You can use various tools and services to track your credit situation, such as:
- Credit score apps: These are mobile apps that let you access your credit score and report anytime, anywhere. Some examples are Credit Karma, Credit Sesame and WalletHub.
- Credit monitoring services: These are services that alert you of any changes or activities on your credit report, such as new accounts, inquiries or fraud. Some examples are Experian IdentityWorks, IdentityForce and LifeLock.
- Credit education resources: These are resources that provide tips and advice on how to improve your credit score and manage your finances. Some examples are NerdWallet, Investopedia and The Balance.
Q: How long does it take to improve your credit score?
A: It depends on various factors, such as your starting point, your goals, your actions and the scoring model used. Generally speaking, it can take anywhere from a few months to several years to improve your credit score significantly. However, some changes can have an immediate impact on your score, such as paying off a large balance or removing an error.
Q: How much can I save by improving my credit score?
A: It depends on how much you borrow, how long you borrow for and what interest rate you get. Generally speaking, the higher your credit score, the lower your interest rate and the more money you can save over time.

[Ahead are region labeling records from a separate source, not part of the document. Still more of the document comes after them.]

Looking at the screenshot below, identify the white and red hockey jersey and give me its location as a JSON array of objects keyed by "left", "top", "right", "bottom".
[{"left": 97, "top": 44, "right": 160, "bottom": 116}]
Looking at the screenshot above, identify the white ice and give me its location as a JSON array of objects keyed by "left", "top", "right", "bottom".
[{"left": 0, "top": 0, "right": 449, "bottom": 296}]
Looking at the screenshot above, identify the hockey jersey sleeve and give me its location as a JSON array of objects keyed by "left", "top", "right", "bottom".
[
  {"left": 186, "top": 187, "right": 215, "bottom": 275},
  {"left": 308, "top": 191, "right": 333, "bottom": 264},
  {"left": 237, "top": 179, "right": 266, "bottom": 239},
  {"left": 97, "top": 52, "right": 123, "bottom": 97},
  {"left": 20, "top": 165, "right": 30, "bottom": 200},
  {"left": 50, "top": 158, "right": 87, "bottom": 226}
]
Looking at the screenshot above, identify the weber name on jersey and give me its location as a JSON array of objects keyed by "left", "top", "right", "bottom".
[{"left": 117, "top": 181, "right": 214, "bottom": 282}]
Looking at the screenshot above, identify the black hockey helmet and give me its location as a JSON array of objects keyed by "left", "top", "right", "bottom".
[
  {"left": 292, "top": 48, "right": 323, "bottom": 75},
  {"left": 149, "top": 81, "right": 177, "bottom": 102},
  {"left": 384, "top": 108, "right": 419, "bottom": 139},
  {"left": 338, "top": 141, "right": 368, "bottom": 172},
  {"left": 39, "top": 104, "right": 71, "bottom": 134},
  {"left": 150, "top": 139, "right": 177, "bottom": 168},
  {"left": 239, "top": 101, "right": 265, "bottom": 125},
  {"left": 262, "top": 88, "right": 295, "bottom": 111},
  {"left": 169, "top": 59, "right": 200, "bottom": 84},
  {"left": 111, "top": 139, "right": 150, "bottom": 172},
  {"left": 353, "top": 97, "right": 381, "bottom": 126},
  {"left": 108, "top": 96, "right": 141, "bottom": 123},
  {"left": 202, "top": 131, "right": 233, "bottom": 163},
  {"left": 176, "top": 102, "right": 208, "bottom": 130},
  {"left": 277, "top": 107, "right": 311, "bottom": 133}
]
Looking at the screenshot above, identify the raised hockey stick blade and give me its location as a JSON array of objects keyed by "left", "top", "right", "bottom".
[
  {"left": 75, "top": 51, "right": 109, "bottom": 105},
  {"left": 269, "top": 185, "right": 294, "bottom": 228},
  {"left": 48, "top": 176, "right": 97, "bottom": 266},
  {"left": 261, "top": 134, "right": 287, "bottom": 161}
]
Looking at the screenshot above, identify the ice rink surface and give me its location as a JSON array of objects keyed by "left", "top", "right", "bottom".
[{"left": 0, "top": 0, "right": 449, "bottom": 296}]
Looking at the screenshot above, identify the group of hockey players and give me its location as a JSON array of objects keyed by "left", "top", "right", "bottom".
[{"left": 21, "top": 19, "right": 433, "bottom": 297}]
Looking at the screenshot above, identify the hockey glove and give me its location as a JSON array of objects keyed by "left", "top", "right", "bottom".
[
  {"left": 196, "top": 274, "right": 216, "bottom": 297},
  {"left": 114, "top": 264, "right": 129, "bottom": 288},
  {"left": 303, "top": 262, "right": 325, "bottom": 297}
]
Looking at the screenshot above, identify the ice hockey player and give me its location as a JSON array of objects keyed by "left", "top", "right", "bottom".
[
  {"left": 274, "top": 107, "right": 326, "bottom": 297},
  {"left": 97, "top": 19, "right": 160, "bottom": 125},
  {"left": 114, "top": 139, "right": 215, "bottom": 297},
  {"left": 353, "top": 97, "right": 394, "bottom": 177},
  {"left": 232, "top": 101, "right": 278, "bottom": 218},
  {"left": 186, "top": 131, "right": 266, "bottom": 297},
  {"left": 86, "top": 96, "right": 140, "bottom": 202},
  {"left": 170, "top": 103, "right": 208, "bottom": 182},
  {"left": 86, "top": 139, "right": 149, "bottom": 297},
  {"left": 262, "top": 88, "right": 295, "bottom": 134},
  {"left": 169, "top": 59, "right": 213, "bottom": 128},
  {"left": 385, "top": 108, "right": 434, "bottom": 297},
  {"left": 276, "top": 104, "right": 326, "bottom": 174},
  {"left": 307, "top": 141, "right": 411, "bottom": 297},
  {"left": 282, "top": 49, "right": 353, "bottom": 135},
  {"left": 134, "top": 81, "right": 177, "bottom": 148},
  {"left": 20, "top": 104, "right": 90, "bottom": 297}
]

For example, according to FICO®, a borrower with a 760-850 FICO® Score could get an average interest rate of 2.8% for a 30-year fixed mortgage of $200,000 in April 2023. This would result in a monthly payment of $821 and a total interest cost of $95,609 over the life of the loan. On the other hand, a borrower with a 620-639 FICO® Score could get an average interest rate of 4.7% for the same loan. This would result in a monthly payment of $1,037 and a total interest cost of $173,427 over the life of the loan. That’s a difference of $216 per month and $77,818 in total interest.
Q: What are some things that can hurt your credit score?
A: Some things that can hurt your credit score are:
- Paying late or missing payments
- Having high balances or maxing out your cards
- Applying for too many new accounts in a short period of time
- Closing old or unused accounts
- Having only one type of credit
- Having negative items on your report, such as collections, bankruptcies or foreclosures
Improving your credit score can be challenging but rewarding. By following these 10 tips, you can boost your credit score and save money on various credit products. You can also enjoy other benefits of having good credit, such as easier access to housing, utilities and employment opportunities. Remember that building good credit takes time and discipline, but it is worth it in the end.